= Song thất lục bát =

Traditional Vietnamese poetic form

The song thất lục bát (雙七六八, literally "double seven, six eight") is a Vietnamese poetic form, which consists of a quatrain comprising a couplet of two seven-syllable lines followed by a Lục bát couplet (a six-syllable line and an eight-syllable line). Each line requires certain syllables to exhibit a "flat" or "sharp" pitch. Lines and stanzas are linked in a complex rhyme scheme.

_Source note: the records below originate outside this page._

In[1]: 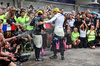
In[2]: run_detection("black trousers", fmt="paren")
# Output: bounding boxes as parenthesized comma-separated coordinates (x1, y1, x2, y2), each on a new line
(88, 39, 99, 46)
(79, 37, 87, 48)
(52, 35, 64, 56)
(42, 34, 47, 48)
(0, 60, 11, 66)
(34, 45, 41, 59)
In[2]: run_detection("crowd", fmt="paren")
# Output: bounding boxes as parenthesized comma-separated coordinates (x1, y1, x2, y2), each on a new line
(0, 3, 100, 66)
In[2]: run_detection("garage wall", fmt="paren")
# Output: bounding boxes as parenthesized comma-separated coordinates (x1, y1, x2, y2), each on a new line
(80, 6, 99, 12)
(23, 1, 75, 12)
(0, 0, 99, 13)
(0, 0, 13, 7)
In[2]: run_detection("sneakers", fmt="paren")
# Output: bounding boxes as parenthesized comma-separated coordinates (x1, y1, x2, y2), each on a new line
(61, 56, 65, 60)
(35, 58, 43, 61)
(49, 55, 57, 59)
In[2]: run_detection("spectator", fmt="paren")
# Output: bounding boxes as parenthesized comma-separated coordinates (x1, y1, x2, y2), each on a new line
(71, 27, 80, 48)
(79, 20, 88, 48)
(72, 10, 75, 18)
(67, 15, 75, 30)
(74, 14, 82, 29)
(65, 30, 72, 49)
(60, 8, 64, 15)
(87, 25, 99, 49)
(0, 33, 16, 66)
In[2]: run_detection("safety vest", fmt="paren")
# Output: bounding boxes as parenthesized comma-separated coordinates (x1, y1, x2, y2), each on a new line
(87, 30, 95, 42)
(26, 17, 34, 30)
(71, 31, 79, 41)
(0, 15, 7, 24)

| • | • | ♯ | • | ♭ | • | ♯ A | |
| • | • | ♭ | • | ♯ A | • | ♭B |
| | • | ♭ | • | ♯ | • | ♭B |
| | • | ♭ | • | ♯ | • | ♭B | • | ♭C |
| • | • | ♯ | • | ♭C | • | ♯ D |
| • | • | ♭ | • | ♯ D | • | ♭E |
| | • | ♭ | • | ♯ | • | ♭E |
| | • | ♭ | • | ♯ | • | ♭E | • | ♭F |
• = any syllable; ♯ = trắc (sharp) syllable; ♭ = bằng (flat) syllable; ♭A = bằng (flat) syllable with "A" rhyme.
♯ and ♭ are used only as handy mnemonic symbols; no connection with music should be inferred.

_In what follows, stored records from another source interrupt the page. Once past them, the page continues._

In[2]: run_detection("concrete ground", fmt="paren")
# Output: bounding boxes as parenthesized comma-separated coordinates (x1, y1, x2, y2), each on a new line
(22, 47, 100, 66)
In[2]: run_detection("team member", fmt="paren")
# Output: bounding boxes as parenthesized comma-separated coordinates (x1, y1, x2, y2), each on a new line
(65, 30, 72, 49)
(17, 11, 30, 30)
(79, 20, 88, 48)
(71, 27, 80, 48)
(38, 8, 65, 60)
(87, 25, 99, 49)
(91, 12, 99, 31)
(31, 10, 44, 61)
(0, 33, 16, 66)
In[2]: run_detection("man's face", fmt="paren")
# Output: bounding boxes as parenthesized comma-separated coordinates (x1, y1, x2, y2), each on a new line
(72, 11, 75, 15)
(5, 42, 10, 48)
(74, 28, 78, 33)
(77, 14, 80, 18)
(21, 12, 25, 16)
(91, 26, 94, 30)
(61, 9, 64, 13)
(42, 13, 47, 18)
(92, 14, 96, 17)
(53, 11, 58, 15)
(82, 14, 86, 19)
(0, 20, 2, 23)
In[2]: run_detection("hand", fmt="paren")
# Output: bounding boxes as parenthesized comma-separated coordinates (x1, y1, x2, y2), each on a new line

Examples in Vietnamese include:
- Chinh phụ ngâm (The Complaint of the Warrior's Wife ) by Đặng Trần Côn
- Cung oán ngâm khúc (Sadness of the Palace ) by Nguyễn Gia Thiều

Although the Song Thất Lục Bát stanza is the most common way of incorporating the secondary song thất form into the primary lục bát form, two other methods have also been used: song thất couplets may be randomly interspersed within a long lục bát poem; and the two types may alternate in an odd number of couplets, in which case the series both begins and ends with a lục bát couplet.